Notes on writing an R package

R package
Practical notes from preparing the SHAPforxgboost R package for CRAN, including DESCRIPTION, NAMESPACE, documentation, checks, and reviewer feedback.
Author

Yang Liu

Published

July 28, 2019

Although SHAPforxgboost is a small package, it still took me some time to get it through the CRAN checks. It has been available on CRAN since 2019-08-03. Install it with either:

install.packages("SHAPforxgboost")

or

devtools::install_github("liuyanguu/SHAPforxgboost")

Use the usethis package, https://usethis.r-lib.org/, to set up the package structure.

Some of my own experience

On description

Use single quotes around package names in both the Title and Description fields. For example: “This package uses the SHAP values output from ‘xgboost’”.

  • It is unnecessary to add any Depends in the DESCRIPTION besides R (>= 3.3.0).

  • The Imports field in DESCRIPTION does not automatically control what gets imported into NAMESPACE, even though both use the word import. The NAMESPACE is defined by @import tags in the R code. What you import into NAMESPACE is what matters at runtime, but the DESCRIPTION record should stay aligned because CRAN checks it.

How the DESCRIPTION looks on CRAN:

Namespace

load vs attach

  • If you have @import ggplot2 anywhere in the R code, the ggplot2 package will be loaded but not attached, and your package functions can use ggplot2. Your package knows to search in the namespace of ggplot2, but users cannot call functions from ggplot2 without typing library(ggplot2). This is the difference between attach and load, as discussed in Hadley’s R Packages book: loading a package does not put its functions on the search path, but attaching it does.
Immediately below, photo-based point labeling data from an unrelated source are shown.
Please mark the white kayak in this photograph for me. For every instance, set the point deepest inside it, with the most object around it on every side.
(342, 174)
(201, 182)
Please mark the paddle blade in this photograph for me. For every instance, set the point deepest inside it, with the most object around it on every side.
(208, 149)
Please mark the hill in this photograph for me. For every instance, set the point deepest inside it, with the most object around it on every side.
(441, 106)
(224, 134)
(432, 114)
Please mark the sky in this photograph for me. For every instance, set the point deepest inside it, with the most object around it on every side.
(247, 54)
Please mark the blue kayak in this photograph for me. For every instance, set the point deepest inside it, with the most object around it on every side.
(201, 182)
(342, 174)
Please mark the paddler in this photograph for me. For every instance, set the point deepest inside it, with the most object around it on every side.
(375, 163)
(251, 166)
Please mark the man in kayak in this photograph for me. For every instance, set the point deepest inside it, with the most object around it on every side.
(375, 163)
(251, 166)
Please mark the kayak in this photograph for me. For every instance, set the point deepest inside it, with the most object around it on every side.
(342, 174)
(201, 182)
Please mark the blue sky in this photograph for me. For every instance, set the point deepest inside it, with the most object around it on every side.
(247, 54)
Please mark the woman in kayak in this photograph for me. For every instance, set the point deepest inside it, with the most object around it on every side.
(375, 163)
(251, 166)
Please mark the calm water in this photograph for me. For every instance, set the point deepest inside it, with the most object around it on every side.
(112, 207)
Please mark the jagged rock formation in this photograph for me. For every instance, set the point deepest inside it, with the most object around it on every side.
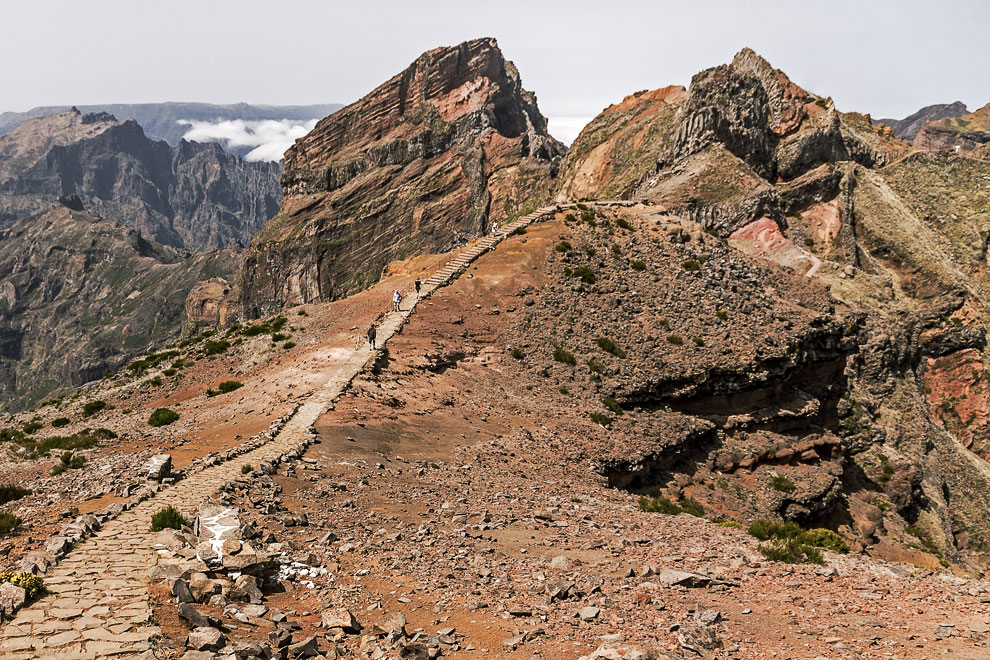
(192, 196)
(425, 162)
(81, 295)
(962, 133)
(908, 128)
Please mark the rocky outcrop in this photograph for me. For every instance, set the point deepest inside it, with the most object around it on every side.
(909, 127)
(427, 161)
(963, 133)
(192, 196)
(81, 295)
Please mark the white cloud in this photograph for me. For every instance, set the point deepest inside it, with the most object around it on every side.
(267, 139)
(566, 129)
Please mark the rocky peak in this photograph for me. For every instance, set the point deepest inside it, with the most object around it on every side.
(425, 162)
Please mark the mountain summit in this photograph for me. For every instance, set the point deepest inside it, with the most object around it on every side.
(426, 161)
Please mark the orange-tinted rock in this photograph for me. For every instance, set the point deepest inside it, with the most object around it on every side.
(427, 161)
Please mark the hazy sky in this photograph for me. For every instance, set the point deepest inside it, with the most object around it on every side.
(886, 58)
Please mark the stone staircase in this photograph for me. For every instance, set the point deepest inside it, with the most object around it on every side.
(97, 603)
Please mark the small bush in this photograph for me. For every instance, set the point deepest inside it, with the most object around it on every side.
(10, 492)
(8, 521)
(90, 408)
(168, 517)
(792, 551)
(31, 427)
(600, 419)
(609, 346)
(162, 417)
(562, 355)
(68, 461)
(610, 403)
(215, 346)
(33, 585)
(691, 265)
(783, 484)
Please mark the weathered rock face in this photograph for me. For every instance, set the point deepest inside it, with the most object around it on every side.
(961, 133)
(193, 196)
(80, 296)
(909, 127)
(425, 162)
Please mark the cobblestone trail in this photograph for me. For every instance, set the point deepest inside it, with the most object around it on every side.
(97, 605)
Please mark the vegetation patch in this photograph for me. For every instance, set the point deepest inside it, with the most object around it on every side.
(162, 417)
(609, 346)
(168, 518)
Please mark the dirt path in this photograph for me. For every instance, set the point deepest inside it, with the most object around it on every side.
(98, 602)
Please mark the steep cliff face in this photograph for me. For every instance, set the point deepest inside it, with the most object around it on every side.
(962, 133)
(909, 127)
(426, 161)
(81, 295)
(192, 196)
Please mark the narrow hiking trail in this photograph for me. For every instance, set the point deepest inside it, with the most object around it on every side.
(98, 603)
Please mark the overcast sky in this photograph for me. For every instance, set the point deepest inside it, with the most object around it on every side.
(885, 58)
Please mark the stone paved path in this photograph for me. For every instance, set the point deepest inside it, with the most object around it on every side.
(98, 604)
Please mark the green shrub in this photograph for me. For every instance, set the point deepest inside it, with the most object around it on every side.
(825, 538)
(31, 427)
(90, 408)
(162, 417)
(68, 461)
(783, 484)
(691, 265)
(562, 355)
(609, 346)
(215, 346)
(33, 585)
(600, 419)
(8, 521)
(595, 367)
(610, 403)
(791, 551)
(658, 504)
(168, 517)
(765, 529)
(10, 492)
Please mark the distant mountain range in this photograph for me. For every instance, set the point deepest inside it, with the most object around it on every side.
(257, 132)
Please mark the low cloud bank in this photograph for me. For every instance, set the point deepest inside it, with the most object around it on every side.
(265, 139)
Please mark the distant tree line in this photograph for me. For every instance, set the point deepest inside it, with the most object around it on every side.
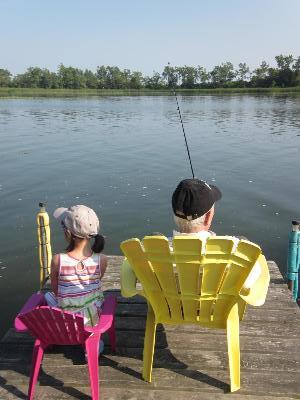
(285, 74)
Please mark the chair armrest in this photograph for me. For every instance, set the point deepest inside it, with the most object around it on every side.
(35, 300)
(256, 295)
(128, 280)
(106, 317)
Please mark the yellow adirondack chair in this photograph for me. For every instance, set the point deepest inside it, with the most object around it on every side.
(195, 282)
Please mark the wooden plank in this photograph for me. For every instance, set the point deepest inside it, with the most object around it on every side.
(189, 360)
(83, 393)
(115, 375)
(174, 359)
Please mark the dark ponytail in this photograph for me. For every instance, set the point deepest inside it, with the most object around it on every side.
(98, 245)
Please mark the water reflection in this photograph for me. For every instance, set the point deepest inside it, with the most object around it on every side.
(123, 156)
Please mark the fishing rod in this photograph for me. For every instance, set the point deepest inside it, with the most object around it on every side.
(179, 112)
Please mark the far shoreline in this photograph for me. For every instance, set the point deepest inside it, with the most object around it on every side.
(40, 92)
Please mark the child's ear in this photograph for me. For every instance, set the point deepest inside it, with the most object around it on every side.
(67, 233)
(209, 217)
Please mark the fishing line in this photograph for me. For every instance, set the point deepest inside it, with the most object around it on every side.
(186, 143)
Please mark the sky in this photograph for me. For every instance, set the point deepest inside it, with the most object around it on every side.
(145, 35)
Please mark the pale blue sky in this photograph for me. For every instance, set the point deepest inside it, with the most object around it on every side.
(145, 35)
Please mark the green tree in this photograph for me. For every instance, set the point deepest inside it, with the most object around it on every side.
(154, 82)
(91, 80)
(222, 75)
(243, 73)
(188, 76)
(71, 78)
(136, 80)
(203, 76)
(5, 78)
(170, 75)
(260, 75)
(284, 62)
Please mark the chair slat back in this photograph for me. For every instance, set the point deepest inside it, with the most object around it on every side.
(196, 281)
(54, 326)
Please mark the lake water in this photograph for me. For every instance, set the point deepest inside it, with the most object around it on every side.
(123, 156)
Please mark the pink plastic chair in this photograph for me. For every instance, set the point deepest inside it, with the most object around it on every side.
(54, 326)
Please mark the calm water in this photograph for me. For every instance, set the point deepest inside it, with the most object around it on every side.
(123, 156)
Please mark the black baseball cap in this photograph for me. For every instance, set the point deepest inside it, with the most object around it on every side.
(193, 198)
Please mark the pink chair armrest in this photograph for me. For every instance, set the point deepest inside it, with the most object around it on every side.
(106, 317)
(35, 300)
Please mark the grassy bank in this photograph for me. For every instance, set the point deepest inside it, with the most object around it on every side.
(39, 92)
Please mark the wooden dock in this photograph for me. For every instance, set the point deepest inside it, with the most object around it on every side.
(190, 362)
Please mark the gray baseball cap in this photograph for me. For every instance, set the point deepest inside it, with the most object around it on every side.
(80, 220)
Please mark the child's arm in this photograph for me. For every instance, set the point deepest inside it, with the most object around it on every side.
(103, 265)
(54, 273)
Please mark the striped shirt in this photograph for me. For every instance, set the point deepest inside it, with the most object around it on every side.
(79, 287)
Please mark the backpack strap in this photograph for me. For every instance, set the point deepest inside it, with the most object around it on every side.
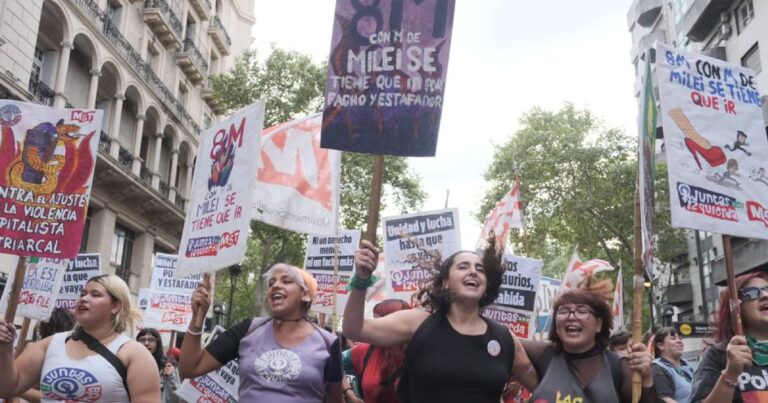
(95, 346)
(502, 335)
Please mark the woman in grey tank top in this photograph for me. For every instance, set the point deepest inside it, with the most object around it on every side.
(575, 365)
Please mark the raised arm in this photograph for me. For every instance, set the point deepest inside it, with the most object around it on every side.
(391, 330)
(21, 374)
(194, 360)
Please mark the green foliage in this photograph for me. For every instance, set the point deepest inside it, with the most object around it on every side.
(577, 186)
(292, 86)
    • I.e., when others load and attach your package, they can use your functions depending on ggplot2 but they cannot use the functions from the ggplot2 package unless they load and attach ggplot2 by library(ggplot2).

    • If you put ggplot2 in Depends in the DESCRIPTION, library(yourPackage) would load and attach ggplot2 — same as doing library(ggplot2) — generally speaking you don’t need to do so.

  • If you name a function like plot.shap.summary it would be documented automatically as a S3 method of the plot generic function. So I changed the name to shap.plot.summary. I think in the future I shall not use dot in function names.

Documentation

  • @example R/example/sample1.R will attach sample1.R in the folder “R/example/” to the documentation of the function. If you write out the samples directly in the function code, you use @examples instead of @example.

  • All the function parameters should be documented using @param.

Potential problems when checking the package

  • You cannot have things like a line break “” in the documentation. It will give a warning of “unknown macro”, and will actually cause error when you try to download and build the package from github.

  • When checking the package, there will be notes saying that “no visible binding for global variable”. To remove such notes, adding anywhere in the script:

if(getRversion() >= "2.15.1")  {
  utils::globalVariables(c(".", "rfvalue", "value", "values complained")) # all the variables complained
  }
  • All the code scripts go into the R/ folder. I think it seems OK to leave undocumented functions in a separate script as long as they are internally called.

Helpful suggestions from the CRAN team when submitting the package

  • In the description, write package names, software names, and API names in single quotes (e.g. ‘Python’). The Title field should be in title case. The description should not start with the package name or “This package”.

  • Please ensure that you do not use more than 2 cores in your examples. Is there any reason why the number of core to use is not an argument of e.g. xgboost.fit()?

  • Please replace cat() by message() or warning() in your functions (except for print() and summary() functions). Messages and warnings can be suppressed if needed.